After the hearing, he caught up with Victoria outside.
“You are finishing me off.”
“I am divorcing you.”
“You could have lent me the money. I would have paid it back.”
“Not after the ultimatum.”
“If my project collapses, it will be on your conscience.”
Victoria stopped on the courthouse steps.
The sun struck her eyes, and the air smelled of hot dust and gasoline.
She removed a pair of sunglasses from her bag, put them on, and only then answered.
“No, Anton. The only thing on my conscience will be the fact that I closed the door in time.”
He wanted to say something else, but Victoria was already walking toward her car.
Their divorce was finalized in the autumn.
There were no dramatic scenes, no reconciliation on the doorstep, and no miraculous moment of regret capable of transforming a person overnight.
Anton sent several more messages.
Then he disappeared from her life.
Victoria heard through mutual acquaintances that he eventually completed the project at a loss. Some of the debts were restructured, and he repaid the rest through new contracts.
It was no longer her concern.
One afternoon in late September, Victoria met Irina at a café with an outdoor terrace that had not yet been removed for the season.
The air had grown cooler, but the sun still warmed their shoulders.

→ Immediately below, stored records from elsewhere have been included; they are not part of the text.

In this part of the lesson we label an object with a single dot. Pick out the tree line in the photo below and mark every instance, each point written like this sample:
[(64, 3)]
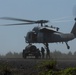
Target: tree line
[(55, 54)]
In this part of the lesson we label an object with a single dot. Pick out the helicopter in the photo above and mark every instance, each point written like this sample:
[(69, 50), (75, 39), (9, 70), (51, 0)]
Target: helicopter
[(44, 34)]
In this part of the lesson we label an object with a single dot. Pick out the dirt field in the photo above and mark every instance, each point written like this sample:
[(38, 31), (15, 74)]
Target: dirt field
[(28, 66)]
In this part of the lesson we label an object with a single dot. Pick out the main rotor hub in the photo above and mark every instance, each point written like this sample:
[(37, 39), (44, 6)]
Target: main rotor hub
[(42, 21)]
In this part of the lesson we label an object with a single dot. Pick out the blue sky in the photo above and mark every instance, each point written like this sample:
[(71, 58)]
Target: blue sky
[(12, 37)]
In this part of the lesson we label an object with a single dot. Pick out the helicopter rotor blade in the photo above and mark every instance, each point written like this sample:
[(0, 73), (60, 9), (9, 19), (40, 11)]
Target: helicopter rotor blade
[(16, 24), (16, 19)]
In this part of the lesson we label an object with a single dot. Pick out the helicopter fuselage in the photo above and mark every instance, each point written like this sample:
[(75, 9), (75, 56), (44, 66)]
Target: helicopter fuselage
[(37, 36)]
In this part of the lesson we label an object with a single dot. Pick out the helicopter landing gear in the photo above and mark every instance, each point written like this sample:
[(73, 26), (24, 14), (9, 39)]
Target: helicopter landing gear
[(68, 47), (47, 50)]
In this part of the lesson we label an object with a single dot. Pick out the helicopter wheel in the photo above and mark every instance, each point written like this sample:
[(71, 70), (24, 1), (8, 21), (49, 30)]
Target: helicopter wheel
[(47, 50)]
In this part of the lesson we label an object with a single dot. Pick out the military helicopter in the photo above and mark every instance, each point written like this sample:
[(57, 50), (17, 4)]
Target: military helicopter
[(44, 34)]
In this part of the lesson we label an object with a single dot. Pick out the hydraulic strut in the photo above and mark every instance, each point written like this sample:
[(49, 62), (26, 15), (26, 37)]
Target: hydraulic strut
[(68, 47)]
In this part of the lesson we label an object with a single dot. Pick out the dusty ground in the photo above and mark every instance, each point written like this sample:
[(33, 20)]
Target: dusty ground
[(28, 66)]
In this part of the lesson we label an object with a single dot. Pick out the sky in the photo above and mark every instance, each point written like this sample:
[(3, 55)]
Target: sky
[(12, 37)]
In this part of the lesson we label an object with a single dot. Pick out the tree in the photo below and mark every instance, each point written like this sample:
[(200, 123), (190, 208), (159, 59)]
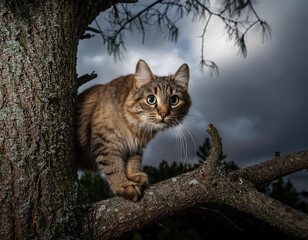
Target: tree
[(40, 193)]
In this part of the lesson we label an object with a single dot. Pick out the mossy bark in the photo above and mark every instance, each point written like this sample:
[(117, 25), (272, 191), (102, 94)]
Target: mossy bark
[(39, 192)]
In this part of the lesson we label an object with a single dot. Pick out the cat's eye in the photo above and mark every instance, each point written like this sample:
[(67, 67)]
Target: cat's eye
[(174, 100), (151, 99)]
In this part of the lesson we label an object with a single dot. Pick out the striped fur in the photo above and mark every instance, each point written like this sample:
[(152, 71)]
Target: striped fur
[(114, 122)]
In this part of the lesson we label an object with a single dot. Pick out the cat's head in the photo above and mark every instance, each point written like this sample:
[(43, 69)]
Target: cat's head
[(158, 102)]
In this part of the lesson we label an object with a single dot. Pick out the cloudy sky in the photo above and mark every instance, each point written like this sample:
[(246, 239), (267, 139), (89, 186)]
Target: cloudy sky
[(259, 104)]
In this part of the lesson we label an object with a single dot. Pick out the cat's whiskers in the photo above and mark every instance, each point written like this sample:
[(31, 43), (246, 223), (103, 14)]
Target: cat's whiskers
[(190, 132)]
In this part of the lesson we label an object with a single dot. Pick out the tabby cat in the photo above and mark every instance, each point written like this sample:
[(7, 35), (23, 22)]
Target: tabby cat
[(115, 122)]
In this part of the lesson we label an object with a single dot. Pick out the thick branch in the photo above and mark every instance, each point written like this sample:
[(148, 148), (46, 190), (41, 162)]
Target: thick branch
[(114, 217), (273, 169)]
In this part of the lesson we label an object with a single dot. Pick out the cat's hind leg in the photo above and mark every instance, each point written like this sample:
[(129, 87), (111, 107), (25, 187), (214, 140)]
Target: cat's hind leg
[(112, 167), (133, 170)]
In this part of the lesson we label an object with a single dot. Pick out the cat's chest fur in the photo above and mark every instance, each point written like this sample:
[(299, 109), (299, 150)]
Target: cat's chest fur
[(114, 122)]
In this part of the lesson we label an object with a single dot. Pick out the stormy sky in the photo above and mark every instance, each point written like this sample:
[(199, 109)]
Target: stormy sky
[(259, 104)]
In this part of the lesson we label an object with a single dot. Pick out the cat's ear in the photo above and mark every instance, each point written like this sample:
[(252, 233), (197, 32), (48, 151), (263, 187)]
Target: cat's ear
[(182, 76), (143, 74)]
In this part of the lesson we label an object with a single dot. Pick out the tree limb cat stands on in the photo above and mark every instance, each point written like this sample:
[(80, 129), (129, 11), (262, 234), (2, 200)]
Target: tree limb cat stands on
[(207, 184)]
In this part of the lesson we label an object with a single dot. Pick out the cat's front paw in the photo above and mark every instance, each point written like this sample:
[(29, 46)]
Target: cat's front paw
[(129, 190), (140, 178)]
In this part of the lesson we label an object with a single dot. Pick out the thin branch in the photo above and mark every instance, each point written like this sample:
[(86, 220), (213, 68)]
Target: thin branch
[(277, 214), (114, 217), (212, 161), (273, 169), (86, 78)]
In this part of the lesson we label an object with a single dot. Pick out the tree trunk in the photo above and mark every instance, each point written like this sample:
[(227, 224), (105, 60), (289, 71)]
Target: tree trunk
[(39, 192), (40, 197)]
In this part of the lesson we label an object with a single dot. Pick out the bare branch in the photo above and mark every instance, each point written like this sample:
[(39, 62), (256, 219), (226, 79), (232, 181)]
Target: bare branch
[(273, 169), (86, 78), (114, 217), (212, 161), (166, 13), (277, 214)]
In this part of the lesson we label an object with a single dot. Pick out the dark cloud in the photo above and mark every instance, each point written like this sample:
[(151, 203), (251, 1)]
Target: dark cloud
[(259, 104)]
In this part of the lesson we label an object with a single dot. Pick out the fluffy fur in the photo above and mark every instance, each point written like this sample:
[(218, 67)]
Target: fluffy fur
[(116, 121)]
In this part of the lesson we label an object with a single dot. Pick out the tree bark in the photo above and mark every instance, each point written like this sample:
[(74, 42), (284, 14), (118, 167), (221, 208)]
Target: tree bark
[(39, 191), (112, 218), (40, 197)]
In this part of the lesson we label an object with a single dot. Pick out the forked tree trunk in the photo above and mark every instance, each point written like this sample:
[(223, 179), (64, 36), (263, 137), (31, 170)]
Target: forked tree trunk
[(39, 192)]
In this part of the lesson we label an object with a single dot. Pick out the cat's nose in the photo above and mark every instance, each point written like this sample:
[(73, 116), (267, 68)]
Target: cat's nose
[(163, 114)]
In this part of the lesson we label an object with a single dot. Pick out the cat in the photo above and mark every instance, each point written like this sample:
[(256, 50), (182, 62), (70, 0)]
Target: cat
[(115, 121)]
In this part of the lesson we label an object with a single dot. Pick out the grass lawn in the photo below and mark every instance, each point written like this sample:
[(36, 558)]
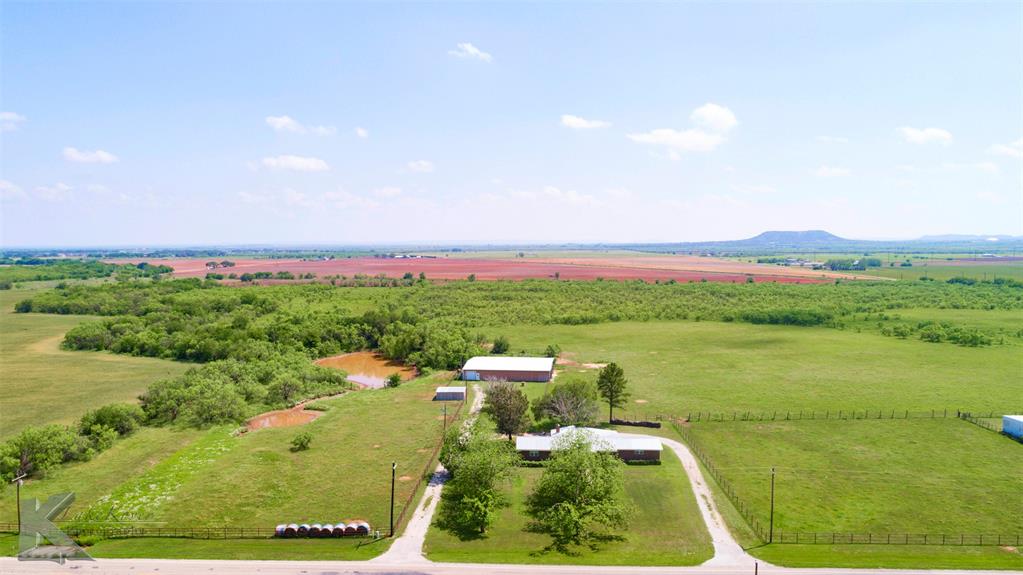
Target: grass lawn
[(917, 476), (665, 530), (345, 475), (892, 557), (128, 459), (680, 366), (43, 384)]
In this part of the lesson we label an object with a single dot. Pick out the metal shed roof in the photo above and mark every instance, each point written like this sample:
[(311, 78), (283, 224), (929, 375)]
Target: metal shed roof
[(599, 438), (500, 363)]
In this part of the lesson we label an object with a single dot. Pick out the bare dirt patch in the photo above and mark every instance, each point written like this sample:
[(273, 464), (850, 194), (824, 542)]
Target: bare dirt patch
[(367, 368)]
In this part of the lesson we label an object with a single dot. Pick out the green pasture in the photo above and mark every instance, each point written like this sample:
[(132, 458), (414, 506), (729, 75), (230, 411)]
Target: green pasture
[(883, 477), (937, 270), (43, 384), (676, 367), (345, 475), (95, 480), (666, 528)]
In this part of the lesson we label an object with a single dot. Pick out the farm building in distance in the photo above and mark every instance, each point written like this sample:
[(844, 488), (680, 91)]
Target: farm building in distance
[(538, 447), (1013, 426), (450, 394), (494, 368)]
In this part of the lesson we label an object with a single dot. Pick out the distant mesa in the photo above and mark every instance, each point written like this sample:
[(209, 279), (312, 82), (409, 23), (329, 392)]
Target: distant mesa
[(791, 237)]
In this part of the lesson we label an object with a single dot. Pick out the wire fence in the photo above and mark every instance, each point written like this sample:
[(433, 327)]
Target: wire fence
[(759, 521), (897, 538), (741, 505), (808, 414), (110, 530), (122, 531)]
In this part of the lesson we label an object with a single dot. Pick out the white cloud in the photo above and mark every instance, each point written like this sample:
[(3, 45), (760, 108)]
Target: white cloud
[(714, 118), (469, 51), (250, 197), (288, 124), (619, 193), (10, 121), (389, 191), (577, 123), (57, 192), (831, 172), (713, 123), (990, 196), (297, 198), (347, 200), (423, 166), (685, 140), (926, 135), (987, 167), (1014, 149), (754, 189), (9, 190), (86, 157), (296, 163)]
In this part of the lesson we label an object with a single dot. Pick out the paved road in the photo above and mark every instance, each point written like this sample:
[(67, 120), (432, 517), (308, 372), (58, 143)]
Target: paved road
[(405, 555), (407, 548)]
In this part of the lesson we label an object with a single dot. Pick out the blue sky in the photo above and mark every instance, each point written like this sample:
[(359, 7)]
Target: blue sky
[(235, 123)]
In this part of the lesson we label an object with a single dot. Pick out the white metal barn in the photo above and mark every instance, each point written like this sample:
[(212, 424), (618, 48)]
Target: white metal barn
[(450, 394), (493, 368)]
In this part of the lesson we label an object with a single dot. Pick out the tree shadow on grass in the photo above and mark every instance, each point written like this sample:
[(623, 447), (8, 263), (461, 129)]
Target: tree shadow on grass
[(449, 518), (591, 541)]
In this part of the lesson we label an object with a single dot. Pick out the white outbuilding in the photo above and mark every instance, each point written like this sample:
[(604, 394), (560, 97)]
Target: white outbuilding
[(450, 394)]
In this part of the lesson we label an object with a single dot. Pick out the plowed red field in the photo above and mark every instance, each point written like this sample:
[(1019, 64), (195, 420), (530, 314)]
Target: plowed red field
[(653, 268)]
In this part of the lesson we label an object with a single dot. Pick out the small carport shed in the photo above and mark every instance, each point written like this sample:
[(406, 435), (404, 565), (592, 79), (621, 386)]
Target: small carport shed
[(1013, 426), (496, 368), (450, 394)]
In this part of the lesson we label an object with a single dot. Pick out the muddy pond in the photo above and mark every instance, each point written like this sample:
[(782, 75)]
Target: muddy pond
[(367, 368)]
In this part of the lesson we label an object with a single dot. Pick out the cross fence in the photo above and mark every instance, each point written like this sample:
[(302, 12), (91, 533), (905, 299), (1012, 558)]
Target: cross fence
[(754, 520), (809, 414), (78, 528)]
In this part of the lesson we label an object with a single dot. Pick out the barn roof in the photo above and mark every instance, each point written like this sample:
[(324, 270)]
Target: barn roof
[(500, 363), (601, 440)]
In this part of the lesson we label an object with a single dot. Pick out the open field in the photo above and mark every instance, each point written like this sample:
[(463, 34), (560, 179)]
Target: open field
[(123, 463), (982, 270), (682, 366), (43, 384), (679, 268), (345, 475), (881, 477), (665, 530)]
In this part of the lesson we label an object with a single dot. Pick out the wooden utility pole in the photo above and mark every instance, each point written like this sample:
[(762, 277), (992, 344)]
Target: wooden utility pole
[(394, 468), (770, 531)]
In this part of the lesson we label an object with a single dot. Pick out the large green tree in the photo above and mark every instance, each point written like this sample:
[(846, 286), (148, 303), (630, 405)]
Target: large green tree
[(612, 384), (478, 465), (569, 402), (508, 406), (579, 491)]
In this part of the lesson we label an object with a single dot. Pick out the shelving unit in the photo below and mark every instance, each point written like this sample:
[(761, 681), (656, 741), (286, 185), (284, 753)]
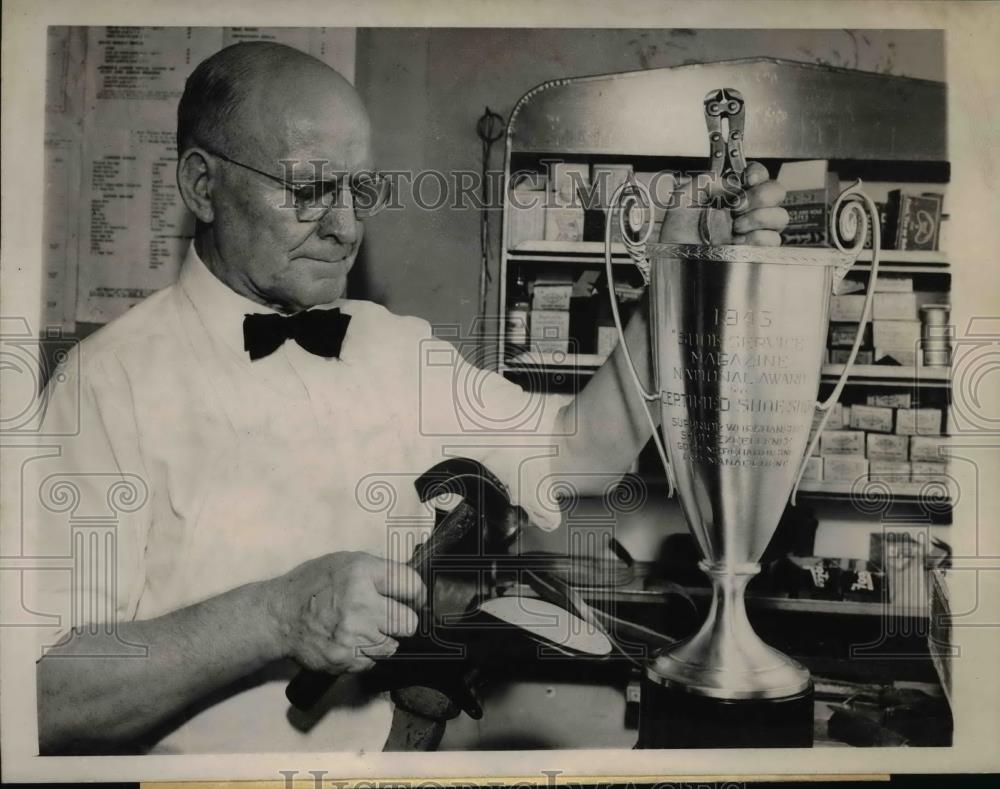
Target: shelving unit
[(652, 120)]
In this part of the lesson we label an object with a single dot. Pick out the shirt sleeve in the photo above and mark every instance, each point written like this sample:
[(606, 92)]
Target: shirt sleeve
[(87, 500), (476, 412)]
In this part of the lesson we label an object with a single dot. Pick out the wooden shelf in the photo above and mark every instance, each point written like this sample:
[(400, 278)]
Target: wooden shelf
[(581, 363), (899, 491), (882, 373), (890, 260), (813, 606)]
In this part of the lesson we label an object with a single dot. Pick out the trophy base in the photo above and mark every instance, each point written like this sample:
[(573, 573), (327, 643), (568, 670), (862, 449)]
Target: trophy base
[(672, 717)]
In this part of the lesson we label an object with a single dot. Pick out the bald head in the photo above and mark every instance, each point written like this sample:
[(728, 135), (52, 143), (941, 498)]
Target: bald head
[(267, 102)]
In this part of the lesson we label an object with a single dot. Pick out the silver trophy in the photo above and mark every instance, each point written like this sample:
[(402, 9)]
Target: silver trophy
[(738, 342)]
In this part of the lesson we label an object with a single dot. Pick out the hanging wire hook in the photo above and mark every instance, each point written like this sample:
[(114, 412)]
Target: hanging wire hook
[(489, 129)]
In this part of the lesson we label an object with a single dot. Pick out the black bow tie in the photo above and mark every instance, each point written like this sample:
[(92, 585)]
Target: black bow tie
[(318, 331)]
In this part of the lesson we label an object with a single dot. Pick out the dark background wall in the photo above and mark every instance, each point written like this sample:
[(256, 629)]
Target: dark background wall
[(426, 88)]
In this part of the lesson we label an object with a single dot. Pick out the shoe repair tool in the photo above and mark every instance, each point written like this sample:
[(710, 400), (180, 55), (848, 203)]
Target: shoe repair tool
[(625, 637), (489, 129), (725, 119), (485, 500)]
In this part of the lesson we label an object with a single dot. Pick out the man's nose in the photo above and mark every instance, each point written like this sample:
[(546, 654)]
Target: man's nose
[(340, 224)]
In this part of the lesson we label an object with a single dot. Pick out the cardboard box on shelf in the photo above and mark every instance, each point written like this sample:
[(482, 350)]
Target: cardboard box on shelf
[(882, 446), (922, 471), (552, 290), (836, 420), (915, 219), (841, 355), (815, 577), (890, 399), (895, 307), (927, 449), (889, 470), (525, 217), (564, 223), (813, 472), (842, 442), (918, 421), (847, 308), (861, 580), (529, 180), (842, 335), (607, 339), (810, 190), (871, 418), (605, 179), (895, 333), (893, 283), (895, 357), (566, 178), (549, 331), (844, 468)]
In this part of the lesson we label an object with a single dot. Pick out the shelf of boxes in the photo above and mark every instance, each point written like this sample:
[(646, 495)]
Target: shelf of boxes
[(919, 260), (877, 374), (899, 491), (555, 363), (870, 451)]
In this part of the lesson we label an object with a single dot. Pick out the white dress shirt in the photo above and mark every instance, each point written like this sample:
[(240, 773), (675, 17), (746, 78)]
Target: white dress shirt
[(194, 470)]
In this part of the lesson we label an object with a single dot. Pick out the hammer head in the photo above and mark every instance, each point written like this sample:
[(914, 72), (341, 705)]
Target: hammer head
[(480, 489)]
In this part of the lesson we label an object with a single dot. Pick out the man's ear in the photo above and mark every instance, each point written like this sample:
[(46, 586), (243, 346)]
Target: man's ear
[(195, 179)]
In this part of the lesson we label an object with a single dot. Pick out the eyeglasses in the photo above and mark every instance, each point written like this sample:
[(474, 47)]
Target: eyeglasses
[(369, 191)]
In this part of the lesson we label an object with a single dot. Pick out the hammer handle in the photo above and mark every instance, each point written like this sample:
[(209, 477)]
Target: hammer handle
[(308, 686)]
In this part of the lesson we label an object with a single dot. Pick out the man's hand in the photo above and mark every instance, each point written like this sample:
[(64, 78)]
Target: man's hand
[(339, 612), (754, 214)]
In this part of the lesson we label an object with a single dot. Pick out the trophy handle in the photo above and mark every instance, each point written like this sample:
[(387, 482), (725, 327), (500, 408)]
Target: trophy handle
[(851, 224), (628, 206)]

“Do you know what the funniest thing is?” Victoria said, stirring her coffee. “He genuinely believed I would fear being alone more than I feared losing my apartment.”
Irina smiled.
“A lot of domestic dictators build their entire careers on that assumption.”
“It didn’t work.”
“Because you calculate faster than they can pressure you.”
Victoria looked toward the street.
A young couple passed nearby. The man carried a bag containing a watermelon, and the woman laughed while holding his arm.
It was a warm, ordinary scene.
Victoria did not conclude that every relationship was dangerous.
They were not.
She simply understood more clearly now that love did not eliminate the need for financial judgment, legal documents, and common sense.
Trust did not require passwords to bank accounts.
And it certainly did not require the sale of property acquired before marriage.
That evening, she returned home, opened the door with her new key, and paused in the hallway.
The apartment was quiet.
It was clean.
It was hers.
A new basil plant was growing in the kitchen. The old one had dried out during the August heat, so Victoria had planted another.
She brushed her fingers across its leaves, breathed in the sharp, fresh scent, and smiled.
Anton had wanted access to her money.
Instead, he lost access to her life.
And that was the most profitable decision Victoria had made all year.